Find the magnitude and the direction (to the nearest degree) of the resultant of each of the following systems of forces.

a. forces of 3 N and 8 N acting at an angle of 60º to each other - use geometric vectors to solve this problem

Answer: 9.8 N, 15º to 8N

2. Relevant equations

The cosine and sine laws.

r = a^2 + b^2 - 2(a)(b)cosr

sinθ/a = sinθ/b = sinθ/r

3. The attempt at a solution

I tried using the sine law first, but I can't retrieve the angle to find the right resultant using the cosine law.

Last edited: Feb 18, 2008
2. Feb 17, 2008

### awvvu

I'd break the 3N and 8N forces into their x and y components and add them, unless that doesn't count as "geometric vectors"

3. Feb 17, 2008

### Macleef

You're describing algebraic vectors. . .Even if I do it this way, I don't know how to get the angle to substitute in the formula:

(a, b) = (#cosθ, #sinθ)

4. Feb 17, 2008

### awvvu

Well, choose an easy angle for one of them, like 0 deg for the 3N force, then the 8N force must be at 60 deg.

Or, if you want to find theta in your diagram, just use law of sines.

$$\frac{\sin(\theta)}{8} = \frac{\sin(60 \deg)}{3}$$

Last edited: Feb 17, 2008
5. Feb 17, 2008

### Macleef

What? I don't get it what you mean?

6. Feb 17, 2008

### awvvu

Unless I'm misunderstanding something, if the two vectors are 60 deg from each other, one possible angle for them are 0 and 60 degrees. Or 10 and 70 degrees. Or whatever you want.

There must be something more to this problem because the resulting vector could be in any direction, not just 15 deg.

7. Feb 17, 2008

### Macleef

I tried doing sine law, but I keep getting error.

And the angles you've provided don't give the right resultant.

The only angles that do give me approximately 9.8 N are 118, 119 and 120 degrees.
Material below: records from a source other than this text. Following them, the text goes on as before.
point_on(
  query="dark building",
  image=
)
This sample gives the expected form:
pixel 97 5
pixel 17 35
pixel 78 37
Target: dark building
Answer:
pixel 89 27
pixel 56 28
But, I want to know how to solve this problem without looking at the answers because my test is coming up soon and I don't have anything to refer to. . .

8. Feb 17, 2008

### awvvu

Oh, that's because 8/3 sin(60deg) = 2.3... which shouldn't happen. There's something wrong with your diagram.

The 60 degree angle is opposite the 3 side, while theta is opposite 8, which isn't possible.

There's something more to this problem because saying the two vectors are 60 degrees apart is not enough to get that answer.

9. Feb 17, 2008

### Macleef

Then how would you graph the problem? I don't understand the wording. . .

Last edited: Feb 17, 2008
10. Feb 17, 2008

### HallsofIvy

Staff Emeritus
You say the problem is: "a. forces of 3 N and 8 N acting at an angle of 60º to each other - use geometric vectors to solve this problem"

But in your figure you have the 8 N force 60 degrees from the resultant.

If the two forces are 60 degrees apart, then the top of your triangle (where "head" of 8 N force meets "tail" of 3 N force) is 180- 60= 120 degrees.